4. Prioritaskan Keabsahan dan Niat Ibadah
Murah memang menarik, tapi niat utama dalam aqiqah adalah ibadah dan syukur kepada Allah. Jangan sampai tergiur harga hingga mengorbankan sahnya ibadah.
Ciri-Ciri Layanan Aqiqah yang Sah dan Profesional
| Kriteria | Penjelasan |
|---|---|
| Hewan Sesuai Syar’i | Usia cukup, sehat, tidak cacat |
| Penyembelih Muslim & Berpengalaman | Melafazkan nama Allah, mematuhi syariat |
| Transparansi Proses | Ada video, foto, atau laporan tertulis |
| Distribusi Sesuai Anjuran | Dibagikan kepada kerabat, tetangga, fakir miskin |
| Legalitas Usaha Jelas | Ada izin usaha dan alamat fisik kantor |
| Pelayanan Konsultatif | Bersedia menjawab pertanyaan dengan jelas dan sabar |
Kesimpulan: Pilih yang Terbaik, Bukan Sekadar Termurah
Aqiqah adalah bentuk syukur dan ibadah, bukan sekadar rutinitas atau simbol sosial.

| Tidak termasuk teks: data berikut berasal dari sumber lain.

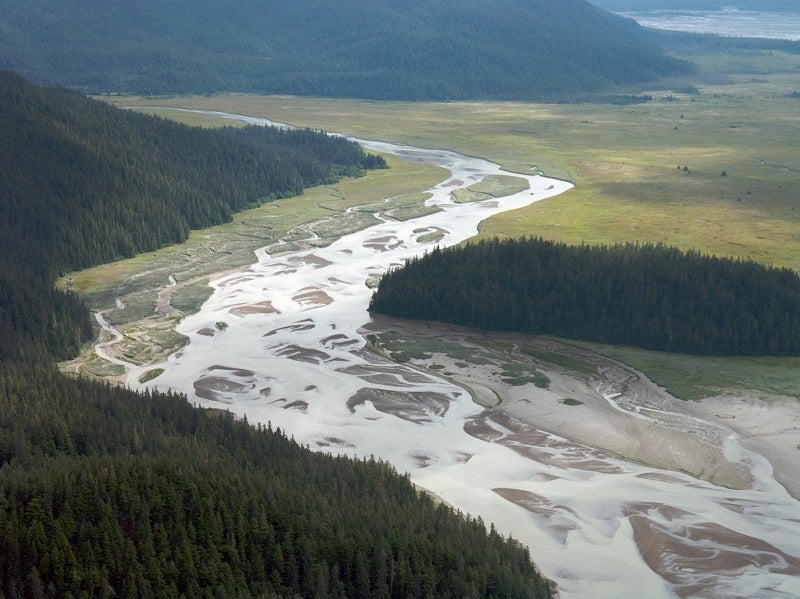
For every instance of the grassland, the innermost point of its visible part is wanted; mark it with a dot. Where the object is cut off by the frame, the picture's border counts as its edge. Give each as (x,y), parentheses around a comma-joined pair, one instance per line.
(714,167)
(627,161)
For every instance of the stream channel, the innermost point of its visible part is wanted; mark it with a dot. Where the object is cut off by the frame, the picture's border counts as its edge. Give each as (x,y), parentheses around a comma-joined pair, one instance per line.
(281,341)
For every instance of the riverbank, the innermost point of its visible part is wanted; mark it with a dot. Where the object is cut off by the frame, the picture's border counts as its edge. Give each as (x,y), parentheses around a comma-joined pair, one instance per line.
(280,342)
(603,403)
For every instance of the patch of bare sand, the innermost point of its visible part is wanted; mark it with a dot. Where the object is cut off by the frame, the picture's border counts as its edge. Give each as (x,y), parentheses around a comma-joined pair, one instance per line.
(768,425)
(682,549)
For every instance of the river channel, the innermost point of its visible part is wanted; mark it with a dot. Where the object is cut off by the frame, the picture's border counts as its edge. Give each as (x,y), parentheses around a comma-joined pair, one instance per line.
(281,341)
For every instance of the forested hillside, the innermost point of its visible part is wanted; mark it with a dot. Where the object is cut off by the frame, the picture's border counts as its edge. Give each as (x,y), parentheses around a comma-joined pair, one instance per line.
(105,493)
(411,49)
(647,296)
(109,493)
(84,183)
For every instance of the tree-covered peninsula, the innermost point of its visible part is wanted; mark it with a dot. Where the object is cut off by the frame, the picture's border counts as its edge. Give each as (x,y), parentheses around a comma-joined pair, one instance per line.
(84,183)
(648,296)
(109,493)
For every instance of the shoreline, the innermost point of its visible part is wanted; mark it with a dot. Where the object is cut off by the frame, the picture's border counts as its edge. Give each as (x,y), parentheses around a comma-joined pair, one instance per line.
(655,429)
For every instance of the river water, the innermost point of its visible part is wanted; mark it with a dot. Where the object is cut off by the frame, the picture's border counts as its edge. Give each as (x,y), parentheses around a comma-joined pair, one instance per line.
(290,353)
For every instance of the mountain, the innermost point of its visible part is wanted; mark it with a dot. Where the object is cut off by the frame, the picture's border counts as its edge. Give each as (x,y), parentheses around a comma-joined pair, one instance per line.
(381,49)
(84,183)
(105,492)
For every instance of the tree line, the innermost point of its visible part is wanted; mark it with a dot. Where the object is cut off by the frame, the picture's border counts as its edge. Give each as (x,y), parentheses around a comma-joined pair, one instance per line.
(109,493)
(416,50)
(84,183)
(642,295)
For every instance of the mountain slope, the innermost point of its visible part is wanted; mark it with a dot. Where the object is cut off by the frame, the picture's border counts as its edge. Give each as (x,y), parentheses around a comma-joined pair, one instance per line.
(409,49)
(84,183)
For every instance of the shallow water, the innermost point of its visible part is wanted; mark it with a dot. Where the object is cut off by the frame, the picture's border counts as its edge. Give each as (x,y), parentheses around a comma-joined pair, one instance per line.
(292,355)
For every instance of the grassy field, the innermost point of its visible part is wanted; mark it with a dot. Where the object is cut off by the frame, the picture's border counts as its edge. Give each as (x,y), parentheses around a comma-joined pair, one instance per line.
(627,161)
(715,167)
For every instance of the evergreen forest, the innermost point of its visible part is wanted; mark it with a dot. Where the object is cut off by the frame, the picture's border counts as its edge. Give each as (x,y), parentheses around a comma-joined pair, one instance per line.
(109,493)
(377,49)
(85,183)
(648,296)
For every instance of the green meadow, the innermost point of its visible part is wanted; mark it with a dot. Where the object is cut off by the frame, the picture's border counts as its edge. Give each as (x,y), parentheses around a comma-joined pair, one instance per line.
(712,166)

Saat memilih layanan aqiqah, jadikan keabsahan syariat sebagai prioritas utama, bukan hanya pertimbangan harga.
Jika memungkinkan, konsultasikan terlebih dahulu dengan ustadz atau orang yang paham agama sebelum memilih layanan. Dan ingat, yang terbaik bukan yang paling mahal, tapi yang paling memenuhi syarat ibadah dan dikerjakan dengan ikhlas.
FAQ (Pertanyaan Umum)
Apakah boleh aqiqah dilakukan lewat layanan online?
Boleh, selama prosesnya sah secara syar’i dan transparan.
Bagaimana jika tidak mampu aqiqah saat anak lahir?
Aqiqah tidak wajib, namun sangat dianjurkan. Jika belum mampu saat anak lahir, bisa dilakukan kapan pun ketika sudah mampu.
Apa bedanya aqiqah dan qurban?
Aqiqah dilakukan untuk kelahiran anak, sedangkan qurban dilakukan pada Idul Adha. Keduanya memiliki aturan syariat yang berbeda.
Penutup
Dalam memilih layanan aqiqah, jangan hanya tergoda oleh embel-embel “murah” atau “promo besar-besaran.” Ingat bahwa tujuan utama aqiqah adalah ibadah dan rasa syukur kepada Allah SWT atas karunia anak. Maka, pastikan Anda memilih layanan yang sah, terpercaya, dan sesuai dengan tuntunan Islam.
Murah itu baik, sah itu wajib. Bijaklah dalam memilih!